P[A,0,0] = [0,1,0,0,0,0,0,0,0,0]

P[A,0,1] = [0,1,1,0,0,0,0,0,0,0]

P[A,0,2] = [0,2,1,0,0,0,0,0,0,0]

P[A,0,3] = [0,2,1,0,1,0,0,0,0,0]

P[A,0,4] = [0,2,1,0,1,0,0,1,0,0]

P[A,0,5] = [0,2,2,0,1,0,0,1,0,0]

P[A,0,6] = [0,2,3,0,0,0,0,0,0,0]

Query(A,1,4) = [0,1,0,1,0,0,0,0,1,0,0] = 3+1 = 4

Query(A,4,6) = [0,0,2,0,0,0,0,0,0,0,0] = [0,0,1,0,0,0,0,0,0,0,0] = 1+1 = 2

Answer 3

Since the numbers are in the range 0-9, we can use some nice cheats.

The main idea: use the bit i in an integer to indicate the presence of the number i. So { } becomes 0, { 0 } be comes 1, { 1 } becomes 2, { 0, 1 } becomes 3, and so on. It's easy to add an item x to it, simply take set | (1 << x), and similarly, the union of two such sets is trivial: set1 | set2. There's also a nice way to calculate the number of 1 bits in an integer, which gives the cardinality of the set.

That doesn't help too much yet, it just improves the real-life performance of a query. But this isn't all.

Now build a binary tree, where at the leafs you take (1 << array[i]) | (1 << array[i + 1]) as the node. The level above, you take the union of the two children (if one child is not present, just take the value of the other child). This tree is a complete binary tree, so you should store it like a binary heap (it isn't a heap, of course) to avoid having to waste a ton of space on child pointers. This way you only need to store the integers that represent the sets, in an array that is no longer than the input. Building this tree obviously takes O(n) time.

For a query for the range x .. y, take the union of everything in that range* (be careful of edge cases), then calculate the population count of the final set (can be optimized a bit because only 10 bits can ever be set). This is an O(log(y - x)) operation.

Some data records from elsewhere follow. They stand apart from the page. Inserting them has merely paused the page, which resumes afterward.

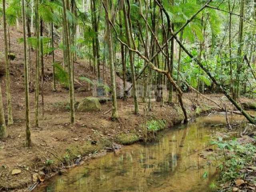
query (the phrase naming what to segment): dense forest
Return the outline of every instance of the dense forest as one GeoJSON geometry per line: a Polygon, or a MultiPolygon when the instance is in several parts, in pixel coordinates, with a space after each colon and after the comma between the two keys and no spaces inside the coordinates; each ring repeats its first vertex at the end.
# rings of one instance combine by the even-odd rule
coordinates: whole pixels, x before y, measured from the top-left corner
{"type": "MultiPolygon", "coordinates": [[[[42,174],[50,178],[78,156],[106,147],[116,154],[120,144],[154,142],[164,127],[189,126],[202,113],[223,112],[225,131],[239,127],[241,137],[255,139],[255,0],[1,1],[0,191],[31,182],[18,182],[34,177],[32,168],[23,174],[23,161],[46,166],[42,174]],[[242,120],[234,122],[237,115],[242,120]],[[88,148],[99,148],[67,154],[64,148],[84,142],[84,135],[88,148]],[[26,155],[18,163],[18,157],[8,156],[10,149],[26,155]]],[[[235,148],[230,151],[247,161],[243,166],[254,165],[255,155],[236,150],[241,144],[218,139],[214,145],[224,162],[230,159],[225,151],[235,148]]],[[[255,142],[247,142],[251,148],[245,151],[255,152],[255,142]]],[[[216,186],[218,191],[256,191],[255,176],[238,183],[246,179],[228,177],[223,165],[221,182],[232,184],[216,186]]],[[[36,174],[36,185],[44,180],[36,174]]]]}

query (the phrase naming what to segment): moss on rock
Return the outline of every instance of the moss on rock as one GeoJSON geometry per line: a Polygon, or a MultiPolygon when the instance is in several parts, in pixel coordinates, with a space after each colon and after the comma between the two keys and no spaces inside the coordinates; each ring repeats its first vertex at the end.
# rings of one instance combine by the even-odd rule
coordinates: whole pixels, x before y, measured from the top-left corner
{"type": "Polygon", "coordinates": [[[87,97],[83,99],[78,107],[78,110],[80,112],[99,111],[101,105],[99,100],[95,97],[87,97]]]}

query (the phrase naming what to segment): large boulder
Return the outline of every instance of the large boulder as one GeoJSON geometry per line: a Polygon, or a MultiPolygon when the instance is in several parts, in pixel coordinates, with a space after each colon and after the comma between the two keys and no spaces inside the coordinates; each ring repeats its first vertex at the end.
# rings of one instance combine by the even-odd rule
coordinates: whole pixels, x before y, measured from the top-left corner
{"type": "Polygon", "coordinates": [[[97,111],[100,110],[101,107],[101,105],[97,98],[87,97],[81,101],[77,110],[81,112],[97,111]]]}

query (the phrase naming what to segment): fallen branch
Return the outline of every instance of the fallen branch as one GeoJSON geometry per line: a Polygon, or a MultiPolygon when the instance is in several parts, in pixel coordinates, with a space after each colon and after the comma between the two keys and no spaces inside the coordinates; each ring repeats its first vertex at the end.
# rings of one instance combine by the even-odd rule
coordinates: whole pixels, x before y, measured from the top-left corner
{"type": "Polygon", "coordinates": [[[111,111],[111,110],[112,110],[112,109],[110,109],[109,110],[108,110],[106,112],[104,112],[104,113],[103,113],[103,114],[106,115],[107,113],[109,113],[111,111]]]}

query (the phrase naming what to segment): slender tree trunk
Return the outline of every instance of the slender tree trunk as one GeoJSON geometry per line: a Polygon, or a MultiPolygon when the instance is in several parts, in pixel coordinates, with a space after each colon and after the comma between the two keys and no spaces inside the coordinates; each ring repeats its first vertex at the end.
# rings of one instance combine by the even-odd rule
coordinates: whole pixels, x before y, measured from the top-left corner
{"type": "Polygon", "coordinates": [[[91,9],[92,9],[92,26],[94,30],[94,32],[96,33],[94,37],[94,42],[95,43],[95,56],[96,57],[96,60],[97,61],[97,78],[98,83],[100,79],[100,44],[99,43],[98,36],[98,22],[97,21],[97,17],[96,15],[96,0],[91,0],[91,9]]]}
{"type": "Polygon", "coordinates": [[[38,127],[38,104],[39,101],[39,69],[40,63],[40,17],[38,14],[39,0],[36,0],[36,90],[35,98],[35,126],[38,127]]]}
{"type": "Polygon", "coordinates": [[[55,68],[54,67],[54,41],[53,36],[53,23],[52,22],[51,24],[52,30],[52,91],[56,92],[57,91],[56,89],[56,83],[55,82],[55,68]]]}
{"type": "MultiPolygon", "coordinates": [[[[180,32],[180,41],[181,42],[183,41],[183,31],[182,30],[180,32]]],[[[182,49],[180,46],[180,48],[179,49],[179,59],[178,60],[178,70],[179,71],[181,71],[181,53],[182,52],[182,49]]],[[[178,86],[180,86],[180,74],[179,73],[178,73],[177,76],[177,84],[178,86]]]]}
{"type": "Polygon", "coordinates": [[[34,1],[31,1],[31,16],[30,18],[30,27],[31,28],[31,31],[32,33],[34,32],[34,1]]]}
{"type": "Polygon", "coordinates": [[[44,48],[43,44],[43,20],[41,19],[40,20],[40,35],[41,36],[40,42],[40,57],[41,57],[41,96],[42,96],[42,117],[44,119],[44,48]]]}
{"type": "MultiPolygon", "coordinates": [[[[118,17],[119,19],[119,28],[120,28],[120,36],[122,37],[123,36],[123,26],[122,25],[122,15],[121,14],[121,10],[122,8],[120,8],[118,13],[118,17]]],[[[123,100],[125,101],[127,99],[126,90],[126,67],[125,63],[125,60],[124,58],[124,45],[120,44],[120,49],[121,49],[121,57],[122,59],[122,64],[123,68],[123,85],[124,86],[124,95],[123,96],[123,100]]]]}
{"type": "MultiPolygon", "coordinates": [[[[108,10],[108,0],[104,0],[104,4],[107,10],[108,10]]],[[[115,75],[114,66],[113,59],[113,48],[112,45],[112,33],[110,25],[108,21],[108,13],[105,12],[105,19],[106,25],[106,32],[108,36],[108,64],[110,70],[110,78],[111,80],[111,92],[112,94],[112,118],[115,120],[118,118],[116,102],[116,77],[115,75]]]]}
{"type": "Polygon", "coordinates": [[[239,61],[238,62],[236,66],[236,99],[237,101],[240,98],[240,90],[241,79],[241,71],[242,65],[243,58],[242,58],[242,52],[243,45],[243,36],[244,33],[244,0],[242,0],[241,2],[241,10],[240,14],[242,17],[240,17],[240,25],[239,29],[239,36],[238,37],[238,55],[239,57],[239,61]]]}
{"type": "Polygon", "coordinates": [[[28,65],[27,37],[26,36],[26,14],[25,10],[24,0],[22,1],[22,21],[23,24],[23,38],[24,46],[24,79],[25,83],[25,118],[26,118],[26,142],[25,146],[30,147],[32,145],[31,134],[30,131],[30,123],[29,115],[29,100],[28,95],[28,65]]]}
{"type": "MultiPolygon", "coordinates": [[[[6,19],[5,13],[5,0],[3,0],[3,13],[4,16],[4,44],[5,44],[5,56],[6,62],[6,61],[8,62],[8,51],[6,47],[7,47],[7,36],[6,34],[6,19]],[[5,42],[6,42],[6,46],[5,42]],[[6,53],[7,55],[6,55],[6,53]]],[[[3,100],[2,99],[2,90],[1,88],[1,85],[0,85],[0,139],[3,139],[7,136],[7,133],[6,132],[6,127],[5,124],[5,121],[4,120],[4,106],[3,106],[3,100]]]]}
{"type": "Polygon", "coordinates": [[[6,84],[6,95],[7,99],[7,108],[8,110],[8,125],[13,124],[12,120],[12,95],[10,77],[10,62],[8,59],[8,43],[7,41],[7,27],[5,12],[5,0],[3,0],[3,9],[4,10],[4,56],[5,59],[5,76],[6,84]]]}
{"type": "Polygon", "coordinates": [[[70,34],[68,30],[68,24],[67,18],[66,4],[65,0],[62,0],[63,4],[63,18],[64,24],[64,32],[66,39],[67,53],[67,62],[68,68],[68,80],[69,86],[69,99],[70,106],[70,123],[71,124],[75,122],[74,100],[74,82],[73,81],[73,72],[72,62],[71,61],[71,54],[70,52],[70,34]]]}
{"type": "Polygon", "coordinates": [[[230,12],[229,14],[229,34],[228,34],[228,46],[229,46],[229,60],[230,60],[230,89],[231,95],[233,99],[235,99],[236,97],[234,95],[234,82],[233,81],[233,70],[232,67],[232,47],[231,40],[231,26],[232,24],[232,14],[231,13],[231,8],[230,0],[228,0],[228,11],[230,12]]]}
{"type": "MultiPolygon", "coordinates": [[[[127,44],[128,45],[128,46],[129,47],[131,47],[132,44],[131,36],[132,35],[132,34],[130,33],[130,26],[129,26],[130,25],[129,24],[128,21],[128,14],[129,14],[129,13],[128,13],[126,12],[126,9],[125,5],[126,3],[125,1],[125,0],[124,0],[123,1],[124,7],[123,11],[124,12],[124,24],[125,24],[126,34],[126,38],[127,39],[127,44]]],[[[132,93],[133,94],[133,98],[134,102],[134,113],[135,114],[139,114],[139,105],[137,96],[137,84],[136,83],[136,77],[135,76],[135,69],[134,67],[134,63],[133,62],[133,53],[130,50],[129,50],[129,55],[130,56],[130,65],[131,66],[131,71],[132,72],[132,93]]]]}
{"type": "MultiPolygon", "coordinates": [[[[174,30],[174,24],[172,23],[171,27],[173,30],[174,30]]],[[[170,73],[171,77],[172,78],[173,76],[173,61],[174,57],[174,40],[173,38],[171,40],[171,53],[170,54],[170,73]]],[[[168,98],[168,102],[172,103],[172,94],[173,92],[173,86],[172,84],[170,84],[170,90],[169,90],[169,98],[168,98]]]]}

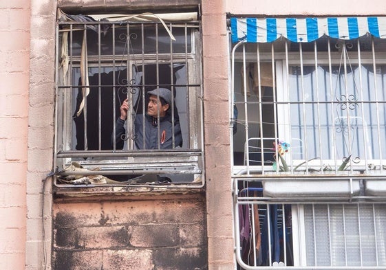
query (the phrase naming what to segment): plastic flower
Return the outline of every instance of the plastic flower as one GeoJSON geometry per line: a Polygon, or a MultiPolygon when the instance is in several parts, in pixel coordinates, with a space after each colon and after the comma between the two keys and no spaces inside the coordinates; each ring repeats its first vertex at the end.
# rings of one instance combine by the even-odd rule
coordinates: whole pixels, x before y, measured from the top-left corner
{"type": "MultiPolygon", "coordinates": [[[[286,153],[289,151],[290,144],[288,144],[288,142],[285,142],[283,141],[278,141],[277,144],[275,142],[274,142],[273,146],[274,146],[273,150],[275,151],[275,153],[277,151],[277,153],[279,154],[279,159],[280,159],[280,161],[281,161],[281,164],[283,164],[283,168],[282,168],[283,170],[285,172],[288,172],[290,169],[288,168],[288,166],[287,165],[287,162],[286,161],[286,159],[284,159],[283,156],[286,153]]],[[[273,168],[275,170],[277,170],[277,158],[276,157],[276,153],[274,155],[274,157],[275,159],[276,160],[276,162],[273,163],[273,168]]]]}

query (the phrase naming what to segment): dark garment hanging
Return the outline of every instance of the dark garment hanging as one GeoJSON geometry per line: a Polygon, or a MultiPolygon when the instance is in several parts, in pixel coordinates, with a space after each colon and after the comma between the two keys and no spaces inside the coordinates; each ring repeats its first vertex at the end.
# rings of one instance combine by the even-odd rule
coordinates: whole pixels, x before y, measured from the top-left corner
{"type": "Polygon", "coordinates": [[[280,238],[279,234],[277,210],[277,205],[268,205],[263,222],[263,227],[261,229],[261,256],[263,265],[270,265],[270,246],[271,247],[272,262],[279,262],[280,261],[280,238]],[[268,218],[270,238],[268,237],[268,218]]]}

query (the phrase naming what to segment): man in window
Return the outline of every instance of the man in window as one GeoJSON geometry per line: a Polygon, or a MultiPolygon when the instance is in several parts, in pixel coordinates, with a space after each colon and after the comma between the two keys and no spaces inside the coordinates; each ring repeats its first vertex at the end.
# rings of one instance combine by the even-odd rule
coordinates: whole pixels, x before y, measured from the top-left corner
{"type": "MultiPolygon", "coordinates": [[[[172,120],[171,92],[166,88],[157,88],[147,92],[149,103],[146,115],[137,115],[134,119],[134,142],[137,149],[170,149],[182,146],[181,127],[178,120],[172,120]],[[158,123],[159,116],[159,123],[158,123]],[[173,128],[173,124],[174,127],[173,128]],[[159,126],[159,130],[158,130],[159,126]],[[174,130],[174,137],[173,131],[174,130]]],[[[122,149],[126,130],[125,121],[127,119],[128,100],[120,106],[120,117],[116,127],[116,149],[122,149]]]]}

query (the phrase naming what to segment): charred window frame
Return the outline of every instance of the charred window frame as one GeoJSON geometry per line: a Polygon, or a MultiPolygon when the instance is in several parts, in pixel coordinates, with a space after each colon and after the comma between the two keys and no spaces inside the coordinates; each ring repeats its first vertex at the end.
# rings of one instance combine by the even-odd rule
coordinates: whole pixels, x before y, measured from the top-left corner
{"type": "MultiPolygon", "coordinates": [[[[72,185],[76,182],[58,179],[78,176],[84,181],[76,183],[89,186],[127,185],[120,182],[127,175],[162,175],[178,184],[169,186],[203,186],[200,21],[168,21],[149,13],[119,21],[63,12],[58,17],[56,185],[72,185]],[[180,124],[182,144],[176,145],[172,135],[171,148],[158,143],[156,149],[137,149],[134,119],[146,115],[147,93],[161,87],[171,90],[171,128],[180,124]],[[125,143],[118,149],[112,135],[125,98],[125,143]]],[[[156,137],[161,141],[159,126],[156,137]]]]}

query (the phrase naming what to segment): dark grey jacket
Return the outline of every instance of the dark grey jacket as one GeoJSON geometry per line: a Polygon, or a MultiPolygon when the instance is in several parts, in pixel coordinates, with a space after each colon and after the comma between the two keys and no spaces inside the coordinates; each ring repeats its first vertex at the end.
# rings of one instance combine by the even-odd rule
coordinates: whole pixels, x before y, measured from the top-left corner
{"type": "MultiPolygon", "coordinates": [[[[170,115],[160,117],[160,133],[157,124],[157,118],[138,115],[134,120],[134,142],[137,149],[171,149],[173,148],[172,122],[170,115]],[[143,124],[144,122],[144,136],[143,124]],[[158,144],[159,142],[159,144],[158,144]]],[[[125,135],[125,121],[118,118],[116,126],[116,149],[122,149],[124,141],[122,135],[125,135]]],[[[182,146],[182,135],[180,123],[174,122],[174,146],[182,146]]]]}

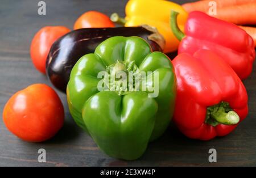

*: to expand on that a bit, the idea is to recurse down the tree, and any time the range completely contains the current node, you return that node. If a leaf is not completely contained in the range, take
1 << array[something] (from the input array).

Answer 4

You are looking for a segmented trees.

http://en.wikipedia.org/wiki/Segment_tree

Start with the problem that each index has value between 0-1, and work your way up. You can answer then queries with O(logn) time and build the tree with O(nlogn) time.